Fort Worth Police spokesperson Buddy Calzada didn’t mince words about the uncertainty. As he explained, “the incident started when a black van struck a parked car and came to a stop less than a block later. When police arrived, one person was already dead inside the van. First responders rendered aid to the driver, but he did not survive.” He added that “police are still trying to determine how the victims died,” noting that identities and cause of death will ultimately be released by the Tarrant County Medical Examiner.

More Questions Than Answers

So what killed them? That’s the central question investigators are now racing to answer. Did the chemical play a role in the deaths, or were the victims already in medical distress before the crash? It’s not clear. The sequence of events — a van losing control, two people dead inside, a hazardous substance on board — raises the unsettling possibility that whatever was in that vehicle may have incapacitated the occupants before the collision even happened. But that’s speculation, and authorities aren’t there yet.

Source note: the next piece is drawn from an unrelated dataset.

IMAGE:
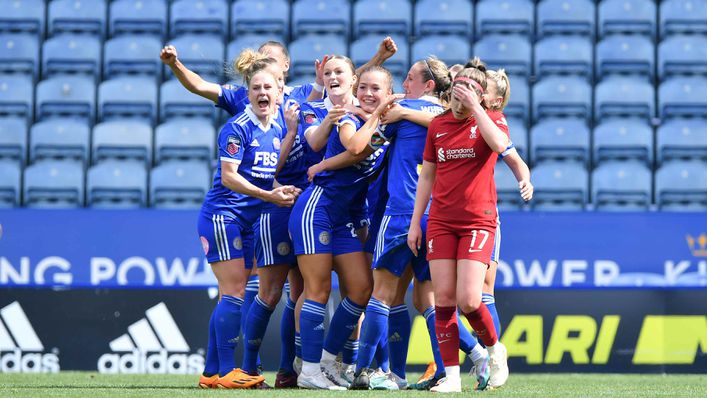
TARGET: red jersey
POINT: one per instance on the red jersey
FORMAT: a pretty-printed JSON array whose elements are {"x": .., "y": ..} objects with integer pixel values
[{"x": 464, "y": 191}]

Still, the fact that a trained firefighter ended up hospitalized after brief exposure underscores just how serious the scene was. This wasn’t a false alarm or a precautionary callout. Something in that van was dangerous enough to send a first responder to the hospital — and potentially dangerous enough to kill.

Investigation Ongoing

The identities of both victims remain under wraps pending official notification. The Tarrant County Medical Examiner’s Office will determine and release the cause of death, though no timeline has been given for those findings. Fort Worth police have not indicated whether the incident is being treated as criminal in nature, accidental, or something else entirely.

For now, Delga Street holds more secrets than answers — and somewhere in a lab, examiners are trying to figure out what was in that van, and whether it’s what put two people in body bags before noon on a Thursday.